First Bahrain Real Estate Development Company will hold its Annual General Meeting (AGM) and Extraordinary General Meeting (EGM) for the financial year ended 31 December 2021, on Thursday, 9 June 2022, to discuss the following items listed on its agenda:
AGM Agenda:
Hear and approve the Board of Directors’ report for the financial year ended 31 December 2021. Hear and approve the auditors’ report for the financial year ended 31 December 2021. - Hear the Fatwa and Sharia Supervisory Board’s report for the financial year ended 31 December 2021. - Discussing and approving the financial statements for the financial year ending on December 31, 2021. - Hear the violations and penalties reports issued by the regulatory authorities. - Hear and approve the related parties’ transactions that took place the financial year ended 31 December 2021 and authorize the transactions that will take place with related parties in 2022. - Discuss the amortization of KWD 537,525 from the accumulated as on 31 December 2021 through using the entire statutory reserve amounting to KWD 129,433, so that the accumulated losses will stand at KWD 408,092. – Discuss absolving board members from any liabilities related to their financial, administrative, and legal actions for the financial year ended 31 December 2021. – Appoint or reappoint the company’s auditor for the financial year ending 31 December 2022 and authorize the Board of Directors to determine their fees.
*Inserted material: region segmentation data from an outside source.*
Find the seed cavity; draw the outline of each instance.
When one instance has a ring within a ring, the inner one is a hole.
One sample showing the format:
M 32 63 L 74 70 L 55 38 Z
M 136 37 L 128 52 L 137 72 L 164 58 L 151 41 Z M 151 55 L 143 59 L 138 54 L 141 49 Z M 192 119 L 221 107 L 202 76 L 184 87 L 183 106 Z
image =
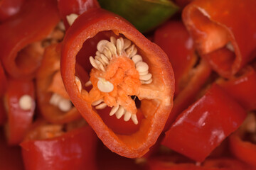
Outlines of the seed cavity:
M 97 86 L 99 90 L 104 93 L 110 93 L 114 90 L 114 85 L 107 80 L 99 77 L 99 81 L 97 83 Z
M 69 111 L 72 108 L 72 103 L 70 100 L 64 98 L 58 94 L 53 94 L 51 96 L 49 103 L 58 107 L 63 112 Z
M 138 54 L 138 49 L 132 42 L 127 38 L 110 37 L 110 40 L 102 40 L 97 45 L 97 51 L 95 56 L 90 56 L 89 60 L 94 69 L 99 70 L 100 74 L 104 74 L 107 70 L 107 67 L 113 58 L 119 57 L 127 57 L 134 63 L 136 70 L 139 74 L 139 81 L 142 84 L 149 84 L 153 81 L 152 74 L 149 72 L 149 65 L 143 61 L 142 57 Z M 97 83 L 97 89 L 104 93 L 110 93 L 114 90 L 114 85 L 109 81 L 98 77 Z M 80 86 L 80 84 L 77 84 Z M 85 86 L 92 85 L 88 81 Z M 107 106 L 103 98 L 92 103 L 95 109 L 100 110 L 105 108 Z M 117 119 L 124 117 L 124 121 L 132 120 L 135 124 L 138 124 L 138 119 L 136 113 L 127 111 L 124 106 L 118 104 L 113 106 L 110 112 L 110 115 L 115 115 Z
M 66 16 L 67 21 L 70 26 L 71 26 L 75 21 L 78 18 L 78 15 L 75 13 L 71 13 Z
M 89 60 L 92 66 L 100 71 L 106 72 L 106 67 L 112 57 L 125 55 L 130 58 L 139 72 L 142 84 L 149 84 L 153 81 L 152 74 L 149 73 L 149 65 L 143 62 L 142 57 L 137 54 L 138 50 L 135 45 L 126 38 L 110 38 L 110 42 L 106 40 L 100 40 L 97 45 L 96 55 L 90 56 Z
M 75 76 L 75 82 L 78 88 L 79 91 L 81 92 L 82 91 L 82 83 L 78 76 Z
M 33 98 L 31 96 L 25 94 L 19 98 L 18 106 L 22 110 L 31 110 L 33 106 Z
Appoint or reappoint the Shariah Supervisory Board for the financial year ending 31 December 2022 and authorize the Board of Directors to determine their fees.
EGM Agenda
Approve reducing the authorized, issued and fully paid-up capital from KWD 21,225,191 to KWD 20,192,581 i.e., by KWD 1,032,605 through the following:
A- KWD 408,092 to amortize KWD 537,525 of the remaining accumulated losses as on 31 December 2021 after using the entire legal reserve amounting to KWD 129,433. B- KWD 624,513. The excess would paid to shareholders registered in the company's records as of the AGM date, pro rata to their interest in the Company.
B- Approve the amendment of Article (5) of the Memorandum of Incorporation and Article (6) of the Company’s Articles of Association, as follows: “The Company’s authorized, issued, and paid-up capital was set at KWD 20,192,586, distributed over 201,929,860 shares, at a value of each 100 fils per share, and all shares are in cash.